Believing that the arrival of conquistador Hernán Cortés in 1519 was the god Quetzalcoatl returning, Aztec emperor Montezuma II offered the prized chocolate concoction to the Spaniard along with other great hospitality—and we all know how that turned out!
Cortés didn’t like his hot chocolate much but saw enough potential to take it back to Spain with him. Of course, the Spanish couldn’t get their tongue around Xocolatl and gave us the word “chocolate” (pronounced: show-cal-ah-tay in Spanish) as a rough approximation.
In Europe, cacao was first used for medicinal purposes. As they began to experiment with adding milk, sugar and spices such as cinnamon that had recently been discovered in Sri Lanka by Portuguese traders, the drink became more palatable and its popularity spread.
Unfortunately, as these things tend to go, popularity meant heightened demand—cue colonial plantations and slavery.

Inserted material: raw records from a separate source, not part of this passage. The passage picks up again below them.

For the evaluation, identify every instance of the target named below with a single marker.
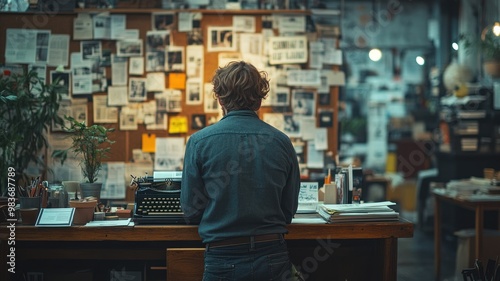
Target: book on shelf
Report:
(365, 212)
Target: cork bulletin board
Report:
(140, 19)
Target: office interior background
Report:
(404, 64)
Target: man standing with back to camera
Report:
(241, 181)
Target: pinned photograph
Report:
(137, 89)
(175, 58)
(129, 48)
(221, 38)
(63, 79)
(304, 102)
(162, 21)
(91, 49)
(193, 92)
(198, 121)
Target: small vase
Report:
(84, 211)
(91, 190)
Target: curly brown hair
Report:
(239, 85)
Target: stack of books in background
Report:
(365, 212)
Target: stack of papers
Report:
(378, 211)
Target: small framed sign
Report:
(55, 217)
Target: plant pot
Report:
(91, 190)
(84, 211)
(492, 68)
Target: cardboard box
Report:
(466, 248)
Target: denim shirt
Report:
(240, 178)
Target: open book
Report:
(378, 211)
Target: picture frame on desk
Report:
(55, 217)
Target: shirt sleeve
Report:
(193, 195)
(290, 196)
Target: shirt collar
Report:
(241, 113)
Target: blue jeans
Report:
(260, 261)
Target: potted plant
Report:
(488, 46)
(28, 107)
(92, 144)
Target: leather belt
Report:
(245, 240)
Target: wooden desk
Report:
(377, 239)
(478, 206)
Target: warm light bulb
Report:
(420, 60)
(496, 29)
(375, 54)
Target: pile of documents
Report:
(365, 212)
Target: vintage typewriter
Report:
(157, 199)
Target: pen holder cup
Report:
(29, 215)
(30, 202)
(53, 203)
(84, 211)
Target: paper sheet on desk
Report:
(109, 223)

Chocolatiers also looked for ways to spread precious cacao further and to cheapen their product.
The industrial revolution
Now for some serious chocolate industry name-dropping…
In 1828, Dutch physicist Coenraad Van Houten, patented a hydraulic press (probably invented by his father) that would squeeze the fat out of roasted cacao beans. Cacao beans are approximately 54% natural fat. That machine gave the world cocoa (the powder) and cocoa butter (the fat). After Van Houten’s patent expired in 1838, other innovators began to experiment with chocolate development.
Around 1831, John Cadbury came onto the scene in England, selling and then manufacturing drinking chocolate and cocoa on a commercial scale.
In 1761, Joseph Fry of England along with his partner John Vaughan, patented a machine that would grind sugar and cacao paste together. Cacao and sugar melt at different temperatures, so it wasn’t a simple melt and mix recipe. The two had to be ground together for hours – the more grinding, the finer the chocolate. Word on the street is that Lindt grinds theirs for 72-hours to achieve their melt-in-your-mouth texture.
In 1847 the son of Joseph Fry, Joseph Storrs Fry, developed the world’s first solid chocolate bar. Cadbury followed in 1849.
Almost three decades later in 1875, Daniel Peter made the first milk chocolate by using powdered milk and condensed milk, both developed by German pharmacist Henri Nestlé, and cocoa.
1879 saw Rudolphe Lindt improve the texture of chocolate with his invention of the conching machine, which evenly distributes the cocoa butter within the chocolate.
Quality and types of chocolate
One of the negative implications of technology that separates cocoa powder and butter is that cocoa powder can be mixed with cheaper ingredients to create more chocolate of lesser quality. Think of all the rubbish they put into cheap commercial chocolate bars today: palm oil, corn syrup etc. Hence regulating bodies around the world have had to put in place minimum standards for labelling chocolate as “chocolate” and these vary from place to place.
Dark chocolate generally ranges from 70-100% chocolate or “cocoa solids.”
Milk chocolate has a minimum as low as 10% in the US, 25% in the EU.
White chocolate does not meet the definition of chocolate at all because it doesn’t contain any cacao. It is cocoa butter mixed with sugar and milk.
Therefore, if you want to know your chocolate is of good quality look for “cacao” on the ingredients list, and leave the one that says “cocoa” on the shelf. It will be more expensive, but it’s worth it! Once you get a taste for real chocolate, you’ll turn your nose up at the other stuff.
Choco Museum experience
For your very own chocolate experience in Guatemala or elsewhere in Central and South America, I recommend the Choco Museum–they aren’t paying me. The chocolatier and museum offer everything from cacao plantation tours and full “Bean to Bar” lessons, to brief 45min chocolate workshops for those short on time.
Now if you’re ever feeling stuck in one place you can make a hot chocolate and take a trip around the world – just remember to make like a Maya and do it with cacao!!